Je ne chercherai pas à démontrer longuement et avec de nombreux exemples que l'autorité existe dans de nombreux regroupements se déclarant fermement anti-autoritaires, à chacun de regarder de l'extérieur pour se faire une idée, ou de l'intérieur de son propre groupe. D'ailleurs les nombreuses scissions, exclusions, problèmes internes, départs plus ou moins volontaires des regroupements militants, ont permis de produire suffisamment de textes sur le sujet (qui sont supposés rester internes la plupart du temps), qui montrent que la réalité est souvent bien différente de ce qui est affirmé dans les journaux libertaires. Mais est-ce si surprenant de constater que des rapports de domination et de soumission existent au sein de regroupements constitués d'individus ayant grandi dans une société autoritaire ? Qui peut nier que notre éducation (donnée par l'état), notre environnement familial, la société dans laquelle nous avons évolué, nous ont influencés ? Ces trois choses, pour ne citer qu'elles, s'organisent sur des modèles autoritaires. Le discours qui justifie l'autorité du père, de l'état, du patron, ne vient que défendre cet état de fait : l'environnement dont nous sommes issus est autoritaire par définition, et la soumission y est donc monnaie courante. Que nous le voulions ou non, nous avons donc été marqués dans notre psychologie, nous avons vécu et nous sommes construits mentalement dans un monde autoritaire. Cela ne peut que laisser des traces, même si l'on est très conscient du problème. Alors autant ne pas s'étonner, ou nier ce que l'on peut observer dans différents groupes, surtout s'il s'agit de le refuser activement. Le premier pas pour réagir contre l'autorité, et la soumission qui en découle, est à mon avis de prendre conscience de son propre conditionnement comme de celui de tout un chacun, puisque nous avons tous baigné dans cette société malsaine.
Cependant, puisqu'il existe des regroupements ayant pour but de lutter contre l'autorité, comment se fait-il qu'aucun d'entre eux n'arrive à l'heure actuelle à résoudre les problèmes qui y sont liés, et à atteindre une audience qui dépasse le stade du groupuscule ?

Constat sur les groupes

Difficulté à remettre le groupe en cause ; reproduction de la société autoritaire au sein même du groupe anti-autoritaire

Pour tenter de résoudre un problème, la première étape est de prendre conscience du problème. Cela peut paraître évident, mais dans la pratique, cette première étape est bien souvent l'occasion de nombreux blocages. Reconnaître une telle contradiction coûte énormément, car elle semble remettre en cause l'existence même d'un groupe qui se déclare contre notre société autoritaire. Difficile d'admettre que l'on a pu reproduire chez soi ce que l'on reproche aux pires crapules de la classe dominante. Plus difficile encore à admettre : comme on est impliqué dans son groupe, on a forcément une part de responsabilité dans cette situation très embarrassante. Schématiquement, on peut dire qu'il existe une situation courante au sein des groupes : on a une partie exerçant l'autorité, une autre la dénonçant, et une majorité qui opte pour une attitude passive.
On retrouve donc exactement ce que l'on peut observer dans notre société depuis des lustres. Simple comme analyse, mais néanmoins réelle à mes yeux. Je ne prétends pas, comme je l'ai dit plus haut, qu'il n'y a que d'honnêtes dénonciateurs du pouvoir, et que la majorité qui opte pour la passivité à un moment donné est homogène. La partie dominante n'est pas forcément homogène non plus, et les alliances liées au maintien de son emprise sur le groupe peuvent varier (tout comme le discours) en fonction des circonstances. Là encore, pas de grande différence avec le fonctionnement de notre société divisée en classes, les classes n'étant pas homogènes et présentant des contradictions.
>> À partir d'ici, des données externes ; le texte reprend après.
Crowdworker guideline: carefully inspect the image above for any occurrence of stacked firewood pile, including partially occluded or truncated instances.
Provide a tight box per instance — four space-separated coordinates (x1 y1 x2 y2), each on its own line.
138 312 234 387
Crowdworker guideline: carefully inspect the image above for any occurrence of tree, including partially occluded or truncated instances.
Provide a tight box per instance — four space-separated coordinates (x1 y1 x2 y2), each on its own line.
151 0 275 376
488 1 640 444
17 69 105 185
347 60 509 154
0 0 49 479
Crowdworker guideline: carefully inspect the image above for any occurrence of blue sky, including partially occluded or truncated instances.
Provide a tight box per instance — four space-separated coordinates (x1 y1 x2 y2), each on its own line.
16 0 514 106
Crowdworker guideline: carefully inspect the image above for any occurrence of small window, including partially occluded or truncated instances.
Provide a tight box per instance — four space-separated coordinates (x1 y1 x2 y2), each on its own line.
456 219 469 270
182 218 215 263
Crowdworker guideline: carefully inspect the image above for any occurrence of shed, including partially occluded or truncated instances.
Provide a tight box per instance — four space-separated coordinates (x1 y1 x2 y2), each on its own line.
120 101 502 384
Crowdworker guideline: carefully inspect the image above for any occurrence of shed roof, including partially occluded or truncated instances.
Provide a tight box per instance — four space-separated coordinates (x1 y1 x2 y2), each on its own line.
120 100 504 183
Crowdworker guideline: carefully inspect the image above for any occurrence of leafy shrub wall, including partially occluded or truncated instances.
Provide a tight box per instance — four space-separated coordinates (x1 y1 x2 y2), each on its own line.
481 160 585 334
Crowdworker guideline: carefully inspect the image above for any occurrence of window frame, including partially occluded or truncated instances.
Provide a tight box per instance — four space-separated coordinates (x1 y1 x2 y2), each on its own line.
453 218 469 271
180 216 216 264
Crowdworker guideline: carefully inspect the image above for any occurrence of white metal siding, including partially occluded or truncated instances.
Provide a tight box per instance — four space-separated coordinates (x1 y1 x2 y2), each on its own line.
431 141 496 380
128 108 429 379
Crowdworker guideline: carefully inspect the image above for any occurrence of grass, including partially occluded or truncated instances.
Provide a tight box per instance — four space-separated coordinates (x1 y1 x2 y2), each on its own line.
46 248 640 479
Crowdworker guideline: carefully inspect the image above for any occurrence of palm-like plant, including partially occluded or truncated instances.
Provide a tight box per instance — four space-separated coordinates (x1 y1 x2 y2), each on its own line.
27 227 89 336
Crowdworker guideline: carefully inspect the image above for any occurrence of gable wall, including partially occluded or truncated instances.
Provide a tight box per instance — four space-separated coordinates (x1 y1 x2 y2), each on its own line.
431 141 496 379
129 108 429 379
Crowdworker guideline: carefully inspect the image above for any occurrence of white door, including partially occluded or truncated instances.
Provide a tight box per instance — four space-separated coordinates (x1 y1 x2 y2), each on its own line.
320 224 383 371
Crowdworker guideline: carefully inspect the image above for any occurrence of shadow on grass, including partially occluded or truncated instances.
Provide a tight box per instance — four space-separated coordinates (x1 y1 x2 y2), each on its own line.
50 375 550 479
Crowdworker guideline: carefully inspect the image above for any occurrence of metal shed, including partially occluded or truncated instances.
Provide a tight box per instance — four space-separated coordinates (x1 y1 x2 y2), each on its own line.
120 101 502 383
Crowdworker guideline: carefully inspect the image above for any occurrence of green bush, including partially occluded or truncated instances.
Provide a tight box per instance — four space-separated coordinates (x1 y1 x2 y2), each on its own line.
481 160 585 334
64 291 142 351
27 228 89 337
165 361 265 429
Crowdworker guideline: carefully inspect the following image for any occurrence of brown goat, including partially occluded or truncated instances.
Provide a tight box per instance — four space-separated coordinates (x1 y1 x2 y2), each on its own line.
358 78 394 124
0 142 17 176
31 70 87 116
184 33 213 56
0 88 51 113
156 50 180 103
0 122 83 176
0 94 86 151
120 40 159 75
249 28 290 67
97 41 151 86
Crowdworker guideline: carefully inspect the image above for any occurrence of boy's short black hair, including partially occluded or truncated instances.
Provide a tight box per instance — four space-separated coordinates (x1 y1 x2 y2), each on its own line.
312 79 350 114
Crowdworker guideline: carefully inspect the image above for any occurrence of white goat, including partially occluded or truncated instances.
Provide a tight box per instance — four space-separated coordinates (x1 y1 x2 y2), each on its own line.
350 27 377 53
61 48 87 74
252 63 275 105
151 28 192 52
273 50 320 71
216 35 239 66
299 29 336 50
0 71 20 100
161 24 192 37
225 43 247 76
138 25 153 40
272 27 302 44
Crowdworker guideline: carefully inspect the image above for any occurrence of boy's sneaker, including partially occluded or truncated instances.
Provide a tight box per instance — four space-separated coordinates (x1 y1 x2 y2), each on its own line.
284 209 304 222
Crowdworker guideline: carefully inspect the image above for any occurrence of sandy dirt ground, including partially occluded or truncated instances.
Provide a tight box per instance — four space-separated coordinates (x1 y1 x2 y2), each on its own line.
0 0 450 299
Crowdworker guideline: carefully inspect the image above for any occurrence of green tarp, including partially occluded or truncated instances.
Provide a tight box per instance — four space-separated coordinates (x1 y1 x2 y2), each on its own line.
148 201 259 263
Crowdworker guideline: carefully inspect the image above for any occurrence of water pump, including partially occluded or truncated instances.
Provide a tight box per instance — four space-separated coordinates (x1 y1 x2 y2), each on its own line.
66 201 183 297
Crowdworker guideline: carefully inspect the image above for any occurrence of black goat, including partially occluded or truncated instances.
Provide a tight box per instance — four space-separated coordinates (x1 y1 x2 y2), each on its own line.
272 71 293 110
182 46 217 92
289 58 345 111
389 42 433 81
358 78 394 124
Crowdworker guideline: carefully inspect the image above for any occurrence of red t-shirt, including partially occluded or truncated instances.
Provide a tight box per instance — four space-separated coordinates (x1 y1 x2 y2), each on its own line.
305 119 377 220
L'organisation libertaire : un refuge possible pour survivre dans notre société

Les points de blocages à la reconnaissance de l'existence de l'autorité et à sa soumission sont nombreux, certains individus faisant parfois tout ce qu'ils peuvent pour éviter que l'on aborde le sujet. Ces points de blocages sont multiples et font que l'autorité est parfois un tabou dans les milieux libertaires. On peut observer un schéma classique : on critique d'autant plus fortement les autres, c'est à dire la société autoritaire, les partis, les bureaucraties diverses, que l'on se critique d'autant moins soi-même. Le regroupement auquel on appartient est la bulle à l'intérieur de laquelle on respire, il ne saurait être question d'admettre que son air soit pollué. L'organisation politique ou syndicale à orientation libertaire sont donc vécus dans ce cas comme des moyens de supporter et d'échapper à la société que l'on rejette, mais deviennent en réalité des lieux d'enfermement puisqu'il est très difficile de les remettre en question : la critique est réservée pour l'extérieur. C'est ainsi que l'on peut assister à la mise en place de groupes parfaitement autoritaires qui sont convaincus de lutter contre l'autorité.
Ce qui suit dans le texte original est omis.